Title: Manure management in reduced tillage and grassland systems: A review Authors
|Maguire, Rory -|
|Beegle, Doug -|
|Brandt, Robin -|
|Mcgrath, Josh -|
|Ketterings, Quirine -|
Submitted to: Journal of Environmental Quality
Publication Type: Peer Reviewed Journal
Publication Acceptance Date: February 1, 2010
Publication Date: March 1, 2011
Citation: Maguire, R.O., Kleinman, P.J.A., Dell, C.J., Beegle, D.B., Brandt, R.C., Mcgrath, J.M., Ketterings, Q.M. 2011. Manure management in reduced tillage and grassland systems: A review. Journal of Environmental Quality. 40:292-301. Interpretive Summary: Managing land application of manures remains one of the most challenging aspects of livestock production.
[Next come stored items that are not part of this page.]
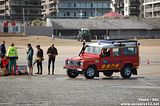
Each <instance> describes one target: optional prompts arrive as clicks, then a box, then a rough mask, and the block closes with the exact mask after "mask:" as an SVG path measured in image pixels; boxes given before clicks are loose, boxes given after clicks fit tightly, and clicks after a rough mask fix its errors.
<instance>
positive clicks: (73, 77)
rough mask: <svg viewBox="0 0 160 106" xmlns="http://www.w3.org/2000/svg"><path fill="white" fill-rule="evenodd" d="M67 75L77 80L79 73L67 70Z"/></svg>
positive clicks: (69, 76)
mask: <svg viewBox="0 0 160 106" xmlns="http://www.w3.org/2000/svg"><path fill="white" fill-rule="evenodd" d="M67 75H68V77H70V78H76V77H77V76H78V72H77V71H76V70H67Z"/></svg>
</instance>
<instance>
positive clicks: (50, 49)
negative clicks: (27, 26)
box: [0, 41, 58, 75]
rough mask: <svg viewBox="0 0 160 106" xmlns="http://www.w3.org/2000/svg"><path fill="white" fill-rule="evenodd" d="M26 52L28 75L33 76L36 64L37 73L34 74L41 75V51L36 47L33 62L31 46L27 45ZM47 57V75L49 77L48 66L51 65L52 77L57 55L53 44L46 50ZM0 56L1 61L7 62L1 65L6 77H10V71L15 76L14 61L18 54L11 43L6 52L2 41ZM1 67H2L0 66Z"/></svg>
mask: <svg viewBox="0 0 160 106" xmlns="http://www.w3.org/2000/svg"><path fill="white" fill-rule="evenodd" d="M27 47H28V50H27V65H28V67H29V75H33V65H35V64H37V70H38V72H37V73H35V74H42V72H43V66H42V61H43V60H44V57H43V50H42V49H41V47H40V45H37V46H36V48H37V53H36V58H35V60H34V62H33V56H34V49H33V48H32V45H31V44H27ZM47 55H48V75H50V66H51V63H52V75H54V67H55V66H54V63H55V58H56V56H57V55H58V52H57V48H55V47H54V43H52V44H51V46H50V47H49V48H48V50H47ZM0 56H1V58H2V59H3V60H6V61H8V63H7V62H6V63H5V64H4V63H2V64H3V65H4V66H3V68H4V67H5V68H6V69H7V70H8V75H11V73H12V70H14V74H16V61H17V60H18V52H17V48H16V47H15V46H14V44H13V43H12V44H11V45H10V47H9V48H8V50H7V51H6V47H5V41H3V43H2V45H0ZM1 67H2V66H1Z"/></svg>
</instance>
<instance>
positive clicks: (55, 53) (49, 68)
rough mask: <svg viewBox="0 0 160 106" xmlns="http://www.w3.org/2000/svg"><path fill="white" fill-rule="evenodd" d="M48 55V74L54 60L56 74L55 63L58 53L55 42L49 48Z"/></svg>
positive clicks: (49, 71)
mask: <svg viewBox="0 0 160 106" xmlns="http://www.w3.org/2000/svg"><path fill="white" fill-rule="evenodd" d="M47 55H48V75H49V74H50V65H51V62H52V75H54V63H55V58H56V56H57V55H58V52H57V49H56V48H55V47H54V44H51V46H50V47H49V48H48V50H47Z"/></svg>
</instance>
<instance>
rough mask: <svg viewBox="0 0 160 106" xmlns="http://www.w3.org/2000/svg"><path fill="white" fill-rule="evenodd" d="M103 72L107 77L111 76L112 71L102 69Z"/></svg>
mask: <svg viewBox="0 0 160 106" xmlns="http://www.w3.org/2000/svg"><path fill="white" fill-rule="evenodd" d="M103 74H104V75H105V76H108V77H109V76H112V74H113V71H104V72H103Z"/></svg>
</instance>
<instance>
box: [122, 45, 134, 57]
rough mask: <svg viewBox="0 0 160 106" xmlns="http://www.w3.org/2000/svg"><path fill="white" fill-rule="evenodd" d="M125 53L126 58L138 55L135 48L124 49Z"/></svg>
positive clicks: (131, 47) (124, 53)
mask: <svg viewBox="0 0 160 106" xmlns="http://www.w3.org/2000/svg"><path fill="white" fill-rule="evenodd" d="M123 51H124V55H125V56H129V55H135V54H137V48H135V47H129V48H124V49H123Z"/></svg>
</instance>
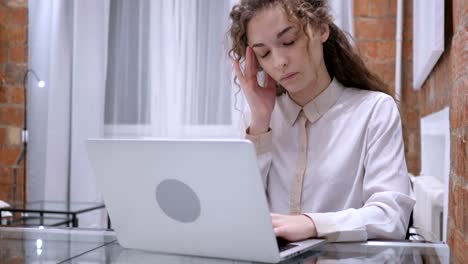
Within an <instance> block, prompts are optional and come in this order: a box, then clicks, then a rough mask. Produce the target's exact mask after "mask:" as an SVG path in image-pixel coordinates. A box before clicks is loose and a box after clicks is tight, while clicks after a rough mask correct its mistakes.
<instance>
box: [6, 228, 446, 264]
mask: <svg viewBox="0 0 468 264" xmlns="http://www.w3.org/2000/svg"><path fill="white" fill-rule="evenodd" d="M0 248H1V254H0V263H10V262H15V261H16V262H21V263H30V262H34V263H58V262H61V263H249V262H242V261H237V260H225V259H215V258H203V257H195V256H182V255H169V254H163V253H153V252H147V251H140V250H133V249H126V248H123V247H122V246H120V244H119V243H118V241H117V240H116V237H115V233H114V232H112V231H99V230H84V229H73V230H72V229H57V228H46V229H38V228H1V227H0ZM330 262H332V263H362V262H365V263H450V249H449V247H448V246H447V245H446V244H443V243H421V242H418V243H417V242H407V241H405V242H393V241H392V242H390V241H368V242H365V243H329V244H324V245H322V246H320V247H318V248H316V249H314V250H312V251H309V252H306V253H304V254H302V255H299V256H297V257H295V258H293V259H291V260H287V261H284V262H282V263H330Z"/></svg>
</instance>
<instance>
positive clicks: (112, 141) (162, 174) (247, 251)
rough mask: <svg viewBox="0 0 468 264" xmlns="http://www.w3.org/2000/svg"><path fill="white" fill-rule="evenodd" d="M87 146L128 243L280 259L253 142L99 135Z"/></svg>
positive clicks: (251, 259)
mask: <svg viewBox="0 0 468 264" xmlns="http://www.w3.org/2000/svg"><path fill="white" fill-rule="evenodd" d="M87 149H88V153H89V158H90V161H91V164H92V167H93V169H94V172H95V176H96V178H97V184H98V188H99V190H100V191H101V192H102V194H103V197H104V202H105V204H106V208H107V210H108V212H109V216H110V218H111V220H112V225H113V228H114V229H115V231H116V234H117V238H118V240H119V243H120V244H121V245H122V246H124V247H127V248H134V249H142V250H150V251H158V252H164V253H175V254H184V255H198V256H208V257H218V258H229V259H241V260H253V261H262V262H278V261H279V260H280V255H279V251H278V246H277V243H276V238H275V236H274V233H273V228H272V224H271V217H270V213H269V210H268V205H267V200H266V196H265V192H264V187H263V184H262V182H261V177H260V174H259V171H258V167H257V163H256V156H255V150H254V147H253V145H252V144H251V142H249V141H246V140H141V139H134V140H132V139H94V140H88V142H87ZM282 258H284V254H283V256H282ZM282 258H281V259H282Z"/></svg>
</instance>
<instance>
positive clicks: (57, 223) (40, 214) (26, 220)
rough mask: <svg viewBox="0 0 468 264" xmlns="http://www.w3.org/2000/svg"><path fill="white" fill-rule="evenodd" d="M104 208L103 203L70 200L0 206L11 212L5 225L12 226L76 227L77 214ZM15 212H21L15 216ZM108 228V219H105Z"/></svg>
mask: <svg viewBox="0 0 468 264" xmlns="http://www.w3.org/2000/svg"><path fill="white" fill-rule="evenodd" d="M103 208H104V203H91V202H72V203H70V204H68V203H66V202H59V201H33V202H27V203H25V204H23V203H21V204H12V205H10V207H4V208H0V215H1V213H2V211H3V212H6V211H8V212H11V213H13V217H12V219H7V221H6V225H14V226H31V225H35V226H39V225H47V226H61V225H66V226H68V227H69V226H70V225H71V226H72V227H78V223H79V221H78V215H79V214H83V213H87V212H91V211H94V210H99V209H103ZM15 213H22V215H21V216H20V217H17V214H15ZM2 222H3V221H2ZM107 228H108V229H110V228H111V227H110V220H109V218H108V219H107Z"/></svg>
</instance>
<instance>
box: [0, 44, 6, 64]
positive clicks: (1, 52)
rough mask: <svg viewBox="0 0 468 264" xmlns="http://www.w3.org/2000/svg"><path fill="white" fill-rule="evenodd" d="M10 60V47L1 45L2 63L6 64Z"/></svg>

Technologies to apply manures to agricultural soils, and our understanding of how these technologies fit into reduced tillage systems, are rapidly evolving. This paper provides a comprehensive review of manure management in farming systems where tillage cannot be used to incorporate the manures, highlighting production and environmental concerns.
Technical Abstract: Managing manure in reduced tillage systems remains a major concern, because tillage has traditionally been used to incorporate manure. Surface applied manure that is not incorporated into soil provides inefficient delivery of manure nutrients to crops due to environmental losses of nutrients and serves as a major source of nuisance odors. An array of technologies exists to facilitate the incorporation of liquid manures into soil with restricted or minor soil disturbance, many of which are new: shallow disk injection; chisel injection; aeration infiltration; pressure injection. We summarize what is known about the performance of these technologies with respect to agronomic, soil and environmental variables. Compared with surface application of manures, injecting manure can decrease ammonia emissions, odors and nutrient losses in runoff. Soil aeration is less consistent in its benefits, but refining its method of use and timing relative to manure application may improve its effectiveness. Many technologies are now available and our findings point to significant trade-offs in various manure incorporation technologies and highlight context-specific trade-offs. Placing manure under the soil surface offers much promise to improve nitrogen use efficiency through less ammonia volatilization, reduced odors and decreased nutrient losses in runoff, relative to surface application. There are significant gaps in our knowledge as many of these technologies are new, and we propose the development of a standardized protocol for evaluating implements so that studies can more easily be compared.